Ukrainian politician

Hennadii Kryvosheia (Кривошея Геннадій Григорович; born July 1977, Bohuslav, Kyiv Region) is a Ukrainian politician. A People's Deputy of Ukraine of the VIIIth convocation.

==Education==
Higher Education, Specialist‚ National Pedagogical Dragomanov University‚ 2002‚ History (History and Law Teacher); Higher. Bohuslav Ivan Nechuy-Levytsky pedagogical college 1997‚ Elementary Education (Elementary School Teacher‚ an organizer of work with pupils’ societies).
Languages Knowledge: Ukrainian, Russian – fluently, English – read and translate with a dictionary.

==Labour and political activity==
After graduating from Boshulav in July 1997, he started attending the National Pedagogical Dragomanov University from which he also graduated from in July 2002. During and after his graduation from Dragomanov, he worked as a promo-manager for the partnership company «Pals-LTD». In November 2003, he started working as a director of the advertising company «Novovyd», which he worked at until January 2004.

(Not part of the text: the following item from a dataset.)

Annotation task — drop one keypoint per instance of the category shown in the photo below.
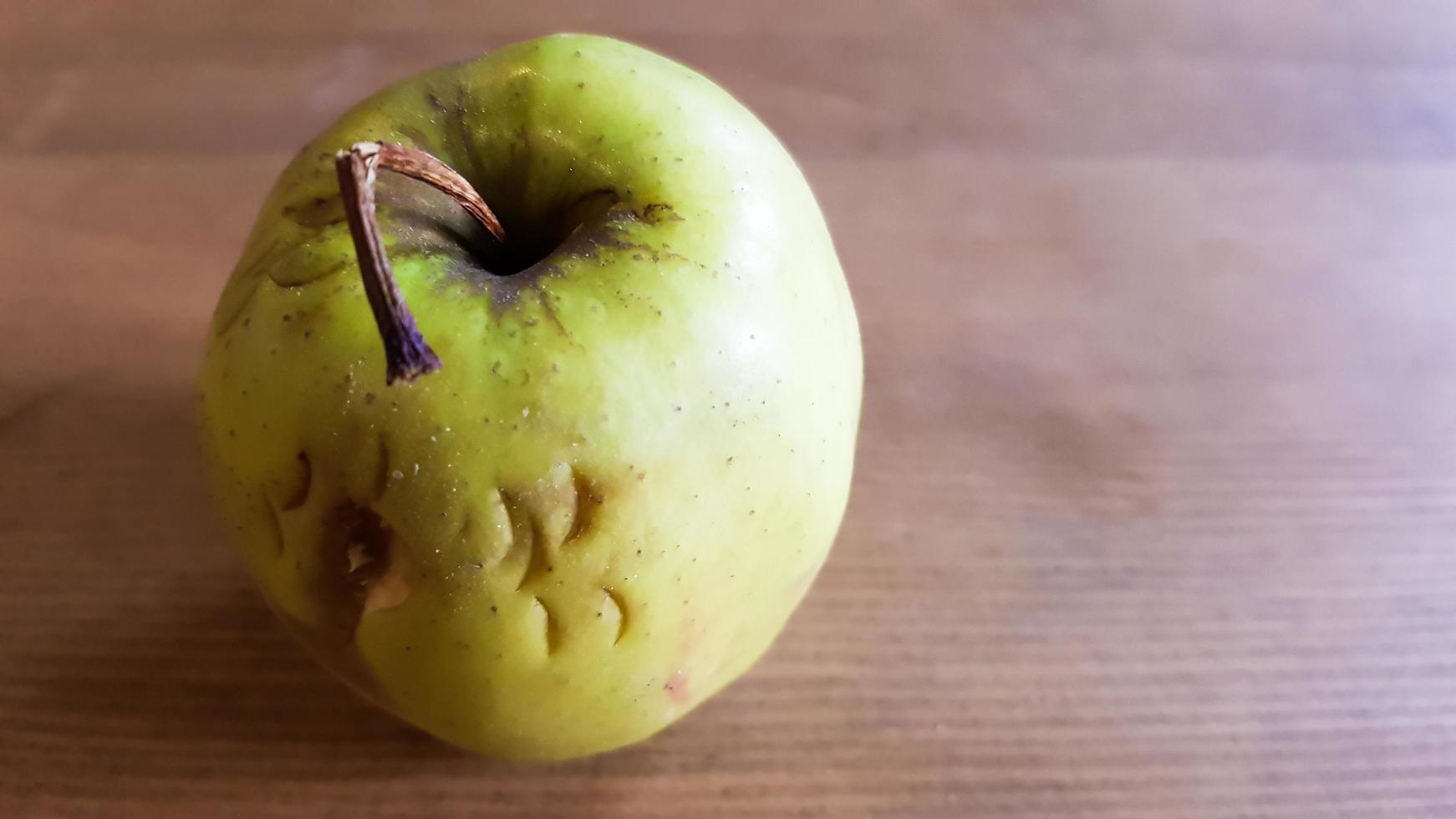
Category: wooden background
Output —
(1157, 481)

In January 2004, he started working as a manager in sales market expansion and simultaneously as Deputy Director for the company «В. І. К. Оil Ukraine». He entered politics in September 2010 by becoming an advisor to the chairman of the executive committee and director of the community receiption office for the political organization Front for Change. He then started working as the chief specialist of the Department of Urban Planning Oversight Department of the Kyiv Institute of the General Plan (which is a communal organization under the executive body of the Kyiv City Council). After a year of doing this, he started working as an assistant and consultant to Leonid Yemets, who served as a People's Deputy of Ukraine in the Verkhovna Rada at the time.

Sometime after this he also served as a deputy of the Podilskyi District Council in the city of Kyiv for its V convocation. On 17 April 2014 he was appointed Head of the Pecherskyi District, which he served as until 15 August. During the 2014 Ukrainian parliamentary election, he ran as a candidate from the People's Front party (which had previously been a nonprofit), which he won. In the Rada, he was the head of the subcommittee on entrepreneurship and technical regulation within the main Committee on Industrial Policy and Entrepreneurship.

In the 2019 Ukrainian parliamentary election Kryvosheia failed as an independent candidate in constituency 93 (in Kyiv Oblast) to get reelected to parliament. He lost this election with 6.60% of the votes to Anna Skorokhod (who won with 43,90% of the votes).

In the 2020 Kyiv local election (set for 25 October 2020) Kryvosheia is a candidate for the Kyiv City Council in Pecherskyi District for For the Future.